During his tenure, crime dropped dramatically. Violent crime, including murders, plummeted more than 50 percent. As crime fell, the City Council was more willing to fund the hiring of a thousand more police officers. That allowed Bratton to lower crime further, and to expand the LAPD’s anti-terrorism division from a few dozen to more than 300 officers.

In another break from department culture, Bratton reached out to other local and federal agencies for help on various task forces. District Attorney Steve Cooley said the LAPD lost its “imperious” attitude.
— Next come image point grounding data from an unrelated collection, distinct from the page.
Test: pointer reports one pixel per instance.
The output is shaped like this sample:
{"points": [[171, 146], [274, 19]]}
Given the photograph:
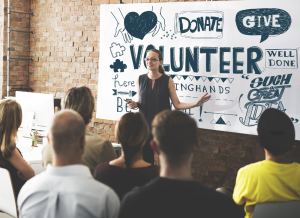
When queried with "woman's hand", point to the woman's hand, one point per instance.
{"points": [[131, 104], [203, 99]]}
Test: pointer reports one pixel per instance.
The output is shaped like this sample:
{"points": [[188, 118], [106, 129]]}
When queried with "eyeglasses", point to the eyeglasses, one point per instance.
{"points": [[152, 59]]}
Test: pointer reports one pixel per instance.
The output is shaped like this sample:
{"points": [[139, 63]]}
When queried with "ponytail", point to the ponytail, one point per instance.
{"points": [[132, 132]]}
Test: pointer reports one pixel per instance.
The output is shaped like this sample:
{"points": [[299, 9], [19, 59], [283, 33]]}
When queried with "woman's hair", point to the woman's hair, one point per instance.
{"points": [[132, 132], [160, 57], [80, 99], [10, 121]]}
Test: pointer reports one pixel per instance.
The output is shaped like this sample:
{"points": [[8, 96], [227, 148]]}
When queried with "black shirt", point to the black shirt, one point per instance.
{"points": [[153, 101], [122, 180], [164, 198]]}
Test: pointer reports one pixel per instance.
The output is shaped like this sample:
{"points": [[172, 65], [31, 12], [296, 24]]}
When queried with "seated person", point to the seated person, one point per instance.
{"points": [[175, 193], [129, 170], [10, 156], [67, 188], [275, 179], [97, 149]]}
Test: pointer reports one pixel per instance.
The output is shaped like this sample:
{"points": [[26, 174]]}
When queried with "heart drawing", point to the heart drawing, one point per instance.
{"points": [[139, 26]]}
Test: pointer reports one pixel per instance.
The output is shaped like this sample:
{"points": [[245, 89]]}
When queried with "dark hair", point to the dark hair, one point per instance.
{"points": [[176, 135], [160, 57], [10, 121], [80, 99], [132, 132], [67, 133], [276, 131]]}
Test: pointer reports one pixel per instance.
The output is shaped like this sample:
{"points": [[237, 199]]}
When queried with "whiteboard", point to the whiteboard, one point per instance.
{"points": [[245, 54]]}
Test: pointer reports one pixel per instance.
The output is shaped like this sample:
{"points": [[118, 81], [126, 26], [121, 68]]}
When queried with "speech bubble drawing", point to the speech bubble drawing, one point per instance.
{"points": [[264, 22], [139, 25]]}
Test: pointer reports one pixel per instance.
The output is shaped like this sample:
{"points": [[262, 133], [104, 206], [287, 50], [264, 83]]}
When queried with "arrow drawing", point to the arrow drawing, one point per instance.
{"points": [[219, 113], [130, 93]]}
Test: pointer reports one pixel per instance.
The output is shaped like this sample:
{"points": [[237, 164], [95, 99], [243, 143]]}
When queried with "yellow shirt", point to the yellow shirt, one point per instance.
{"points": [[266, 181]]}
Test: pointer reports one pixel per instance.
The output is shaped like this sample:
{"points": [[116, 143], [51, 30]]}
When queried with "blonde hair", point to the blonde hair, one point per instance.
{"points": [[10, 121], [132, 132], [160, 57]]}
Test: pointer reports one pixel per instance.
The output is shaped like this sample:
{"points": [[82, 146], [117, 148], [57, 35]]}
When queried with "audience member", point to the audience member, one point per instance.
{"points": [[129, 170], [10, 156], [174, 193], [97, 149], [275, 179], [67, 189]]}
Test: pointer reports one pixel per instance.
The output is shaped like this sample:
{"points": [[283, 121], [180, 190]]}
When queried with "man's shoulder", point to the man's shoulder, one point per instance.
{"points": [[253, 167], [48, 183], [94, 139]]}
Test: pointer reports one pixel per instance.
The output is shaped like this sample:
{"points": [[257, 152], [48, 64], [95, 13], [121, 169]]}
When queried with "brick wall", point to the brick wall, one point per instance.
{"points": [[2, 48], [65, 52]]}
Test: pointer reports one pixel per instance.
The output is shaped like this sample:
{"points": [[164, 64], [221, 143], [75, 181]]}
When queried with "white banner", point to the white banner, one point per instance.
{"points": [[245, 54]]}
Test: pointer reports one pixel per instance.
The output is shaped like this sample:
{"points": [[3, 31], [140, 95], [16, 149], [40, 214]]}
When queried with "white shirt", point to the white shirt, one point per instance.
{"points": [[67, 192]]}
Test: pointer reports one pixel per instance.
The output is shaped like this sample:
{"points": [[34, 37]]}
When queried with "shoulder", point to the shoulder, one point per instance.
{"points": [[251, 168], [137, 194], [35, 184], [96, 140]]}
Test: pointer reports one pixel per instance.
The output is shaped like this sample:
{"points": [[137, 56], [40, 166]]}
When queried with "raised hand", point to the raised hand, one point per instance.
{"points": [[203, 99], [120, 27], [131, 104]]}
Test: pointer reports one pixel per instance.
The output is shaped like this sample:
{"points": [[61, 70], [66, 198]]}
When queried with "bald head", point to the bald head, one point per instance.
{"points": [[67, 134]]}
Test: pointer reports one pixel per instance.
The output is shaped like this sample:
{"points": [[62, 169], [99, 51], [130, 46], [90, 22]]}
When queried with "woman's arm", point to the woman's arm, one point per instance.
{"points": [[134, 104], [180, 105], [21, 165]]}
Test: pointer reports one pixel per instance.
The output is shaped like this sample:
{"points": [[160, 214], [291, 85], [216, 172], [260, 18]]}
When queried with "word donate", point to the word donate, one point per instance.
{"points": [[282, 58], [199, 24], [264, 22]]}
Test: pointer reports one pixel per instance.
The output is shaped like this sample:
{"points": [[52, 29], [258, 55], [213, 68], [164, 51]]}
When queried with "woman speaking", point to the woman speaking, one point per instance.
{"points": [[155, 88]]}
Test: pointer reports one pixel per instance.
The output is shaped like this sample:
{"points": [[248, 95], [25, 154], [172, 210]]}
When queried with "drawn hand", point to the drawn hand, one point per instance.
{"points": [[131, 104], [160, 22], [203, 99], [121, 28]]}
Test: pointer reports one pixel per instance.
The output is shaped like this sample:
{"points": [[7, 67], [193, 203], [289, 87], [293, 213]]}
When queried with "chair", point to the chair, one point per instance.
{"points": [[289, 209], [7, 198]]}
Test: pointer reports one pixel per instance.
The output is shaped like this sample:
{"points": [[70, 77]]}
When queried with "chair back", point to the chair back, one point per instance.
{"points": [[289, 209], [7, 198]]}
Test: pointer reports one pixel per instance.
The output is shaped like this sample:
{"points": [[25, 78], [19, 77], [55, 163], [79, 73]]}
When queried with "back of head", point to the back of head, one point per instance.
{"points": [[132, 132], [176, 135], [10, 121], [80, 99], [276, 131], [67, 134]]}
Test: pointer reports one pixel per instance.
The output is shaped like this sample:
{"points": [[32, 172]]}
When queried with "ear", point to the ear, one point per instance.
{"points": [[154, 147], [82, 143]]}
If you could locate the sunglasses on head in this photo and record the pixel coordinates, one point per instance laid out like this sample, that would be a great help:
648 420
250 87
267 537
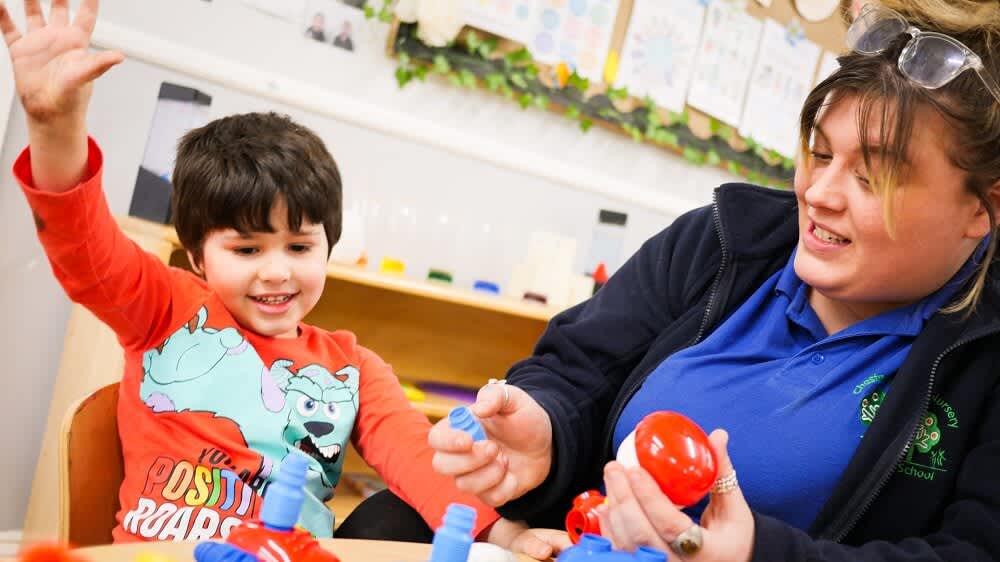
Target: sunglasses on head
929 59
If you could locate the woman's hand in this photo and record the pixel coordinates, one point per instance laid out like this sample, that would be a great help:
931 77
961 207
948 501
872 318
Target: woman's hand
53 74
540 544
638 514
514 459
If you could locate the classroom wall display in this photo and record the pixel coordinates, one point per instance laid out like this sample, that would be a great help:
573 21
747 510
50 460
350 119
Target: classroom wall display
574 32
781 79
723 61
338 23
816 10
507 18
657 59
680 74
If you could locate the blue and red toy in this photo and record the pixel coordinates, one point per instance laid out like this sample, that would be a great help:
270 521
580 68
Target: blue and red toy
274 536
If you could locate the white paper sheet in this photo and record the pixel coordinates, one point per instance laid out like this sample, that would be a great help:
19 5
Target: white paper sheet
724 61
781 80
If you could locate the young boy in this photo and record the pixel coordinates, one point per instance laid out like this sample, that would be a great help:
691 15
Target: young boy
222 377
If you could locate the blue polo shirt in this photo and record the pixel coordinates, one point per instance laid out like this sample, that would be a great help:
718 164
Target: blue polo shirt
795 400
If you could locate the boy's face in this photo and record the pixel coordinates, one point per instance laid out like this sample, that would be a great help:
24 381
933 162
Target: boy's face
268 281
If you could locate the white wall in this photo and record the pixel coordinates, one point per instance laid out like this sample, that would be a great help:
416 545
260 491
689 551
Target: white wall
376 164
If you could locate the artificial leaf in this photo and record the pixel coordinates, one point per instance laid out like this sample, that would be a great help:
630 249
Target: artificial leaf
441 64
468 78
617 94
472 41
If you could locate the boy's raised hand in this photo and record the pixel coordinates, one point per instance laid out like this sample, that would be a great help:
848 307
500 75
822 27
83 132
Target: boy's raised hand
53 74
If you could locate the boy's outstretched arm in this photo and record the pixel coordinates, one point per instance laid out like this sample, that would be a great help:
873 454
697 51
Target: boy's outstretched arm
54 74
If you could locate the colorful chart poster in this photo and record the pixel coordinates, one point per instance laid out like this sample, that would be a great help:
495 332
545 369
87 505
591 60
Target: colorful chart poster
507 18
577 32
827 66
781 81
724 61
657 59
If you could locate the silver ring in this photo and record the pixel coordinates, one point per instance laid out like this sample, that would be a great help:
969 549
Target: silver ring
687 543
506 393
725 484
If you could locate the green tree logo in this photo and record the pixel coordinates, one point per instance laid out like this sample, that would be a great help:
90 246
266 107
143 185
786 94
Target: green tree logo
870 405
928 434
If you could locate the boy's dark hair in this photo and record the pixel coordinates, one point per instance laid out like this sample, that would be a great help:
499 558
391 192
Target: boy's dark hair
230 173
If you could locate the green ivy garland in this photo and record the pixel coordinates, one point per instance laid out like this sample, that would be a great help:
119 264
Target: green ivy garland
476 60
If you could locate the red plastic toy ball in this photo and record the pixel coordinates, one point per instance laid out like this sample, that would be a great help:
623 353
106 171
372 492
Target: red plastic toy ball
582 518
677 453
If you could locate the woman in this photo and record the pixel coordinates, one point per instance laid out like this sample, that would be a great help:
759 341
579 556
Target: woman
846 335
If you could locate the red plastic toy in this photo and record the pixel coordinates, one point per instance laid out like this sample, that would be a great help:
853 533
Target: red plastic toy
272 544
678 455
583 517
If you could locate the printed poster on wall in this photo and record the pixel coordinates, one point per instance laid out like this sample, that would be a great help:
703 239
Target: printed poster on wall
507 18
336 23
782 78
657 59
6 94
577 32
723 61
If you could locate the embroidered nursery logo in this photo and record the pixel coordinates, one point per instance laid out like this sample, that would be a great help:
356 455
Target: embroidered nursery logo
927 456
870 405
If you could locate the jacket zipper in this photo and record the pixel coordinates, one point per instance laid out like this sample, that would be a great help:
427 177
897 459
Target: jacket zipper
713 293
915 425
723 262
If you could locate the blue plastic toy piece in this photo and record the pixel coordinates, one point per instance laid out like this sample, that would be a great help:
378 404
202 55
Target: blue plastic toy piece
486 287
453 539
221 552
462 418
595 548
284 495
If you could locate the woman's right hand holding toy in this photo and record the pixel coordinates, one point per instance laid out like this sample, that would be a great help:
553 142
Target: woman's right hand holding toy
515 457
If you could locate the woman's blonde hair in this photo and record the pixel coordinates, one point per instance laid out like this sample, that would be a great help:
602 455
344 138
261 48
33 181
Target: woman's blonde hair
888 100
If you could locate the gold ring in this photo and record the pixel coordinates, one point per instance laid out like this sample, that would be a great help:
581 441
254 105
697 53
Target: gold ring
725 484
687 543
506 393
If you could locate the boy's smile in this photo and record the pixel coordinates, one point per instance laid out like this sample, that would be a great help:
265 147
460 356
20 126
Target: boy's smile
268 281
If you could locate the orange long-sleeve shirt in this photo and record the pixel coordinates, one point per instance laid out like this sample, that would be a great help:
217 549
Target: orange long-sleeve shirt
208 409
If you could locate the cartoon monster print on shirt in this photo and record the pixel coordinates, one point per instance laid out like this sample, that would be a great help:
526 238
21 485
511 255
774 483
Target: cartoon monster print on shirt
203 369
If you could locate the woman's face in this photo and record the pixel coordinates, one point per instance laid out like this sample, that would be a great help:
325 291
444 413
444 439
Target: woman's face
845 252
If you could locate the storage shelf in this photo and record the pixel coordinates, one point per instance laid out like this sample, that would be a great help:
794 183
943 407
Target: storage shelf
356 274
442 292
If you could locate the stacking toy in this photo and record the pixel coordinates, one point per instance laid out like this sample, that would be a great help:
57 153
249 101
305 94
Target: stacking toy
582 519
461 418
595 548
274 536
675 452
453 538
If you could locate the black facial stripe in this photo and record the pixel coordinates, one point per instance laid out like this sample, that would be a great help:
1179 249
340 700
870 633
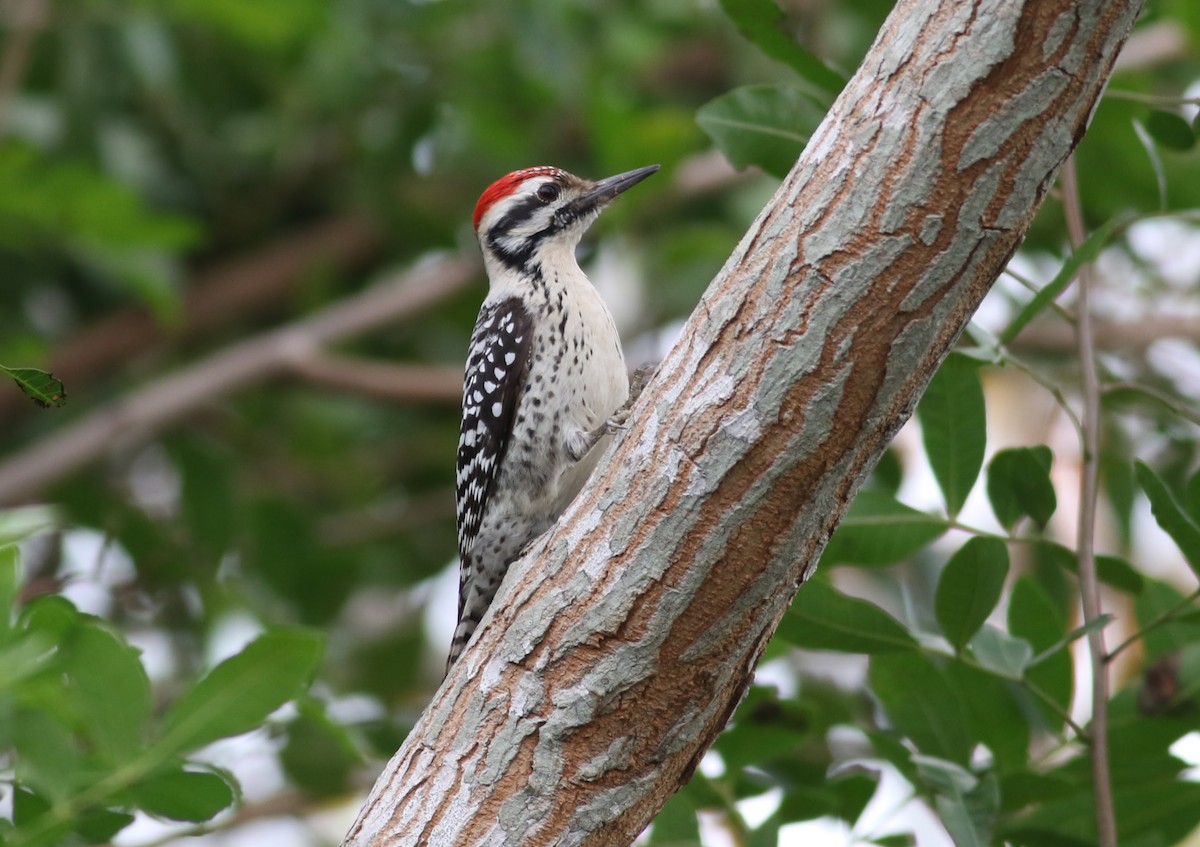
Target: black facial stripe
517 258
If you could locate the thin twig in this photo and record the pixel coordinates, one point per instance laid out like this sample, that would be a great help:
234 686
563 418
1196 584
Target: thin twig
1159 620
1089 583
1173 404
1029 284
384 380
1152 98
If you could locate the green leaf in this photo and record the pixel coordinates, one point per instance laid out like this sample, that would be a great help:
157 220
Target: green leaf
1001 653
763 125
192 796
99 826
966 805
17 524
319 756
239 694
822 618
1078 632
1019 485
1171 131
1170 515
1176 623
994 715
1032 617
111 690
762 23
1111 570
10 582
936 720
953 424
1079 257
47 756
970 588
39 385
880 530
1193 497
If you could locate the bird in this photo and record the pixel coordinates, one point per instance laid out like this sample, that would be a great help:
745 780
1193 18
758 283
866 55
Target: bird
545 379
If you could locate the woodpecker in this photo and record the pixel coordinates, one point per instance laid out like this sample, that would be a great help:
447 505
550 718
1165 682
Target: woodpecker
545 374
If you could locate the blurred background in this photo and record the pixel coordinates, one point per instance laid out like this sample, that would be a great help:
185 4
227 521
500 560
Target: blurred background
240 233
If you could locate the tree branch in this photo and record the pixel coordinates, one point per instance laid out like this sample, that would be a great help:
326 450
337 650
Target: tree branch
214 298
384 380
1085 540
621 644
168 400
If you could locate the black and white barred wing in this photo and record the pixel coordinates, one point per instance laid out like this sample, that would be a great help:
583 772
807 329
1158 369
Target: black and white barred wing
496 367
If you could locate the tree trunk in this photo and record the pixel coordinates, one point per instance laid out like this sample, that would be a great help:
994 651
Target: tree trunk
621 644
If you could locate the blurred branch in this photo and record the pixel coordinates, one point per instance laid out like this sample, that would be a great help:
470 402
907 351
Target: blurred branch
166 401
23 19
1085 541
384 380
216 296
1049 336
1153 44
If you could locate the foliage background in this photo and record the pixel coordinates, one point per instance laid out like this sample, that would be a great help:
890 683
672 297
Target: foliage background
179 175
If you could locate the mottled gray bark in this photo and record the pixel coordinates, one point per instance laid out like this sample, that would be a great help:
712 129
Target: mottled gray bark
618 648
Bratton won over officers by giving them flexible work schedules, easing what cops considered a heavy-handed discipline system and providing them up-to-date equipment. “When Chief Bratton came, he really changed things – really pro-police,” said Officer James Stout.

But the chief’s efforts to change the department’s culture extended only so far, said Civil Rights Attorney Connie Rice. She advises Bratton on reform, and sits on KPCC’s board of directors. “The style of policing in the hot zones hasn’t changed. It is still pre-emptive, massive stops, mass arrests.”

Bratton’s critics say that style prevailed on downtown’s Skid Row. “If you were a person of color, you were definitely approached, you were definitely handcuffed, and you were definitely ran for warrants and want checks,” said Pete White of the L.A. Community Action Network.

Bratton argued that the policy targeted criminals only, and cleaned up Skid Row.

Fabian Montes, 36, is an ex-gang member who now helps others leave that life at Homeboy Industries. He appreciates the LAPD leadership’s new willingness to treat people like him with respect. “But when it trickles down to police officers on the street, some of them are resistant because for so many years there’s been this broken trust,” Montes said.

That trust was broken again when LAPD cops beat nonviolent immigrant rights demonstrators and journalists in MacArthur Park in 2007. Bratton recognized that the incident jeopardized his reform efforts.

“I thought, ‘Here’s Bratton’s Watts riots, here’s Bratton’s Rodney King,’ but instead there was a very transparent public investigation, officers were demoted, removed, he came in, came in forcefully,” said Greg Ridgeway. Ridgeway directs RAND Corporation’s Center on Quality Policing.

Use of force incidents by officers under Bratton have remained about the same as before he became chief. But Police Commission Inspector General Andre Birotte says the investigation into those acts is more thorough, and transparent.

“I don’t think my predecessors would ever have imagined a day where the chief was having a meeting with his command staff and is inviting the inspector general to hear frank discussion on significant issues – whether it’s a use of force case, discipline case,” he said.

Bratton began opening the door to a long secretive and aloof LAPD. That door can swing both ways, as the next chief will show.

At one time, officers were fleeing the LAPD. Newly graduated Officer Cassandra Lewis said she couldn’t wait to join, in part because of Bratton.

“Everyone knows Chief Bratton and everyone knows what he’s done for the department and to work even for, you know, 10, 20 days, to work under him is such a great honor, and to shake his hand today and have his signature on my diploma is such a great honor that can’t be topped.”